The F-statistic tells us that the model is useful (p<0.05). When we consider the individual predictors, it is apparent from the two-tailed p-values (Pr(>=|b|)) that party ties do not explain business ties (p=0.97) and marriage ties do explain business ties (p<0.0001). We can, therefore, interpret the model estimates as telling us that the presence of a marriage tie increases the probability of a business tie by 0.33. Conversely, we interpret party ties as not explaining business ties, since party was not significant.
Again, this example would have been much better if we had valued ties so that we could predict or explain the value of a tie, given the various independent variables. For a much better way to analyze a binary network, see below.
If you have a network with binary ties, this is the regression method that you should use to predict ties in the outcome network (dependent variable).
Below, we run the same model. However, this time, we are using the appropriate distribution. The process is the same, but the interpretation is somewhat more involved.
nlog<-netlogit(Padgett_Business, list(Padgett_Marriage, Padgett_Party),reps=1000)
#Examine the results
summary(nlog)
##
## Network Logit Model
##
## Coefficients:
## Estimate Exp(b) Pr(<=b) Pr(>=b) Pr(>=|b|)
## (intercept) -2.57893819 0.0758545 0.000 1.000 0.000
## x1 2.17792200 8.8279428 0.999 0.001 0.001
## x2 -0.02228475 0.9779617 0.517 0.483 0.972
##
## Goodness of Fit Statistics:
##
## Null deviance: 332.7106 on 240 degrees of freedom
## Residual deviance: 155.2943 on 237 degrees of freedom
## Chi-Squared test of fit improvement:
## 177.4164 on 3 degrees of freedom, p-value 0
## AIC: 161.2943 BIC: 171.7362
## Pseudo-R^2 Measures:
## (Dn-Dr)/(Dn-Dr+dfn): 0.4250345
## (Dn-Dr)/Dn: 0.5332452
## Contingency Table (predicted (rows) x actual (cols)):
##
## 0 1
## 0 210 30
## 1 0 0
##
## Total Fraction Correct: 0.875
## Fraction Predicted 1s Correct: NaN
## Fraction Predicted 0s Correct: 0.875
## False Negative Rate: 1
## False Positive Rate: 0
##
## Test Diagnostics:
##
## Null Hypothesis: qap
## Replications: 1000
## Distribution Summary:
##
## (intercept) x1 x2
## Min -7.240807 -2.540211 -2.995598
## 1stQ -6.537942 -0.820302 -1.010798
## Median -6.266030 -0.328922 -0.103392
## Mean -6.230127 0.049667 -0.006711
## 3rdQ -5.947601 0.813030 0.899497
## Max -4.705737 5.194956 4.716553
The logistic model looks fairly similar to the linear regression model. The estimates, however, are interpreted very differently.
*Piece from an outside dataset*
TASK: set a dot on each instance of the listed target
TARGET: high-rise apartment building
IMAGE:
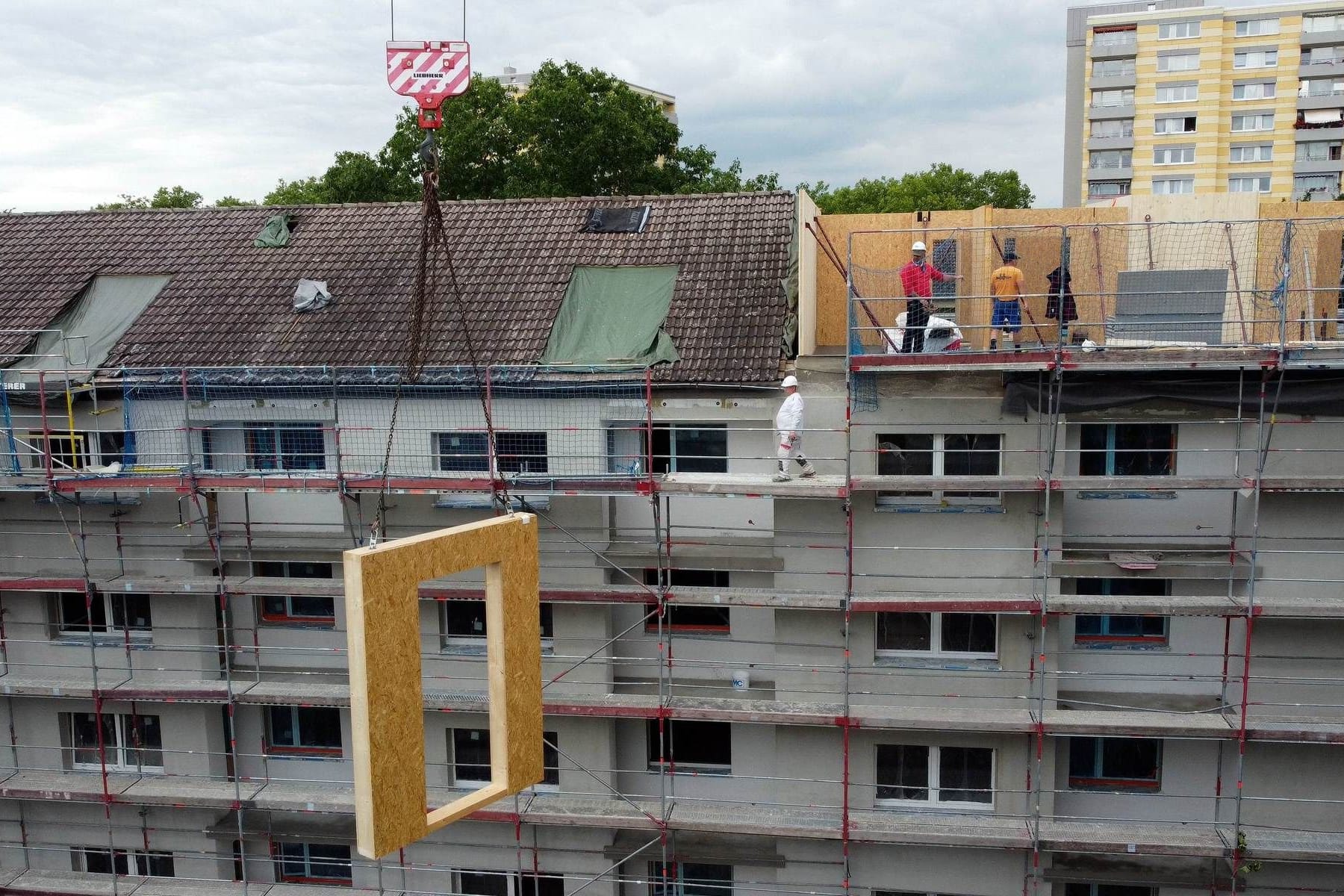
(1182, 99)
As above, party ties do not explain business ties (p=0.98) and marriage ties do explain business ties (p<0.0001). In this output, the estimates for this test are given in two columns. The first column, labeled “Estimate”, gives the log odds. You can interpret this as a tendency twords forming ties (for positive values), or a tendency away from forming ties (for negative values). It is, however, much easier to read the second column, labeled “Exp(b)”. The values in the second are the log odds that have been converted to odds ratios by taking their exponent. To interpret the odds ratios, think of them as the liklihood of a tie forming, given the presence of some other factor; as compared with the absence of that factor.
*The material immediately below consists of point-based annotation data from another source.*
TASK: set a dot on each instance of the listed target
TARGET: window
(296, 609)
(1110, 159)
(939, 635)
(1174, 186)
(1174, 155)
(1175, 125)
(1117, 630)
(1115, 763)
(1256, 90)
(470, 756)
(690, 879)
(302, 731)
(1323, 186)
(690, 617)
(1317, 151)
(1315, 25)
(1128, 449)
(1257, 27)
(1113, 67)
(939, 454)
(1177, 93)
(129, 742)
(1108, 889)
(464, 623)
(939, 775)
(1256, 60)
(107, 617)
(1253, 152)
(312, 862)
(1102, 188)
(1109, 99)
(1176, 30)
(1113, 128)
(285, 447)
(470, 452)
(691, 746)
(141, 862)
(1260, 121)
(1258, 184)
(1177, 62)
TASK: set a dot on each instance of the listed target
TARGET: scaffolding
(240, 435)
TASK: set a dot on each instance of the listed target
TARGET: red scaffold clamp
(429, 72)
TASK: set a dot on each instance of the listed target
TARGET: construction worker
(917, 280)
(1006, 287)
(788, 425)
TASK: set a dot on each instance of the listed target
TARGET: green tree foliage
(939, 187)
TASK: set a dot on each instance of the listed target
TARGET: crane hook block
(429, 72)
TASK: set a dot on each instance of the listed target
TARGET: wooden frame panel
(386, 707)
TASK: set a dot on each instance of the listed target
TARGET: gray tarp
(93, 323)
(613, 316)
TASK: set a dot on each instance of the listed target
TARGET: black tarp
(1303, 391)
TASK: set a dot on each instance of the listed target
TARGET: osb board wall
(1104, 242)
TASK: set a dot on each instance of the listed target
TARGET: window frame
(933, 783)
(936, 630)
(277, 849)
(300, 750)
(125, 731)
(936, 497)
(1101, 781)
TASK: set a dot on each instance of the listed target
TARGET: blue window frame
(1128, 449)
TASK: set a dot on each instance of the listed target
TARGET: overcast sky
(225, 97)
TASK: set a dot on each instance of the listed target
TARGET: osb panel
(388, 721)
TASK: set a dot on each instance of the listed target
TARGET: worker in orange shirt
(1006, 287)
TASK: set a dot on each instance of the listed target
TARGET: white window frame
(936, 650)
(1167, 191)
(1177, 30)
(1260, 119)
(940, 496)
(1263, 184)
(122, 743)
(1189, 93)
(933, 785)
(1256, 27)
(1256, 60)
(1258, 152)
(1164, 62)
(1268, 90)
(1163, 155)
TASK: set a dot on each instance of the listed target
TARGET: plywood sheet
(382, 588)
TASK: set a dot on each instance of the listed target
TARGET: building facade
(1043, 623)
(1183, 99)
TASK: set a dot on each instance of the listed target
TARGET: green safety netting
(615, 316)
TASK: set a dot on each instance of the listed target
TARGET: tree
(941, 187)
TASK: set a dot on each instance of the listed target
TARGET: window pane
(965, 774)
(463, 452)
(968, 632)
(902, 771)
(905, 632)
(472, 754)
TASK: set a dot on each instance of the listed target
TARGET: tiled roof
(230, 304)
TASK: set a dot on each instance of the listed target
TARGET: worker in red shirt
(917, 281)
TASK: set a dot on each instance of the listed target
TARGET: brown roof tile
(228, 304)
Using the second column of estimates, the output indicates that a business tie is 8.83 times more likely to form in the presence of a marriage tie, than in the absence of a marriage tie. If you are interested in betting, then think of this as the odds of forming a business tie being 8.83:1 in the presence of a marriage tie. Party is not significant (p=0.97), so we interpret party ties as not explaining business ties.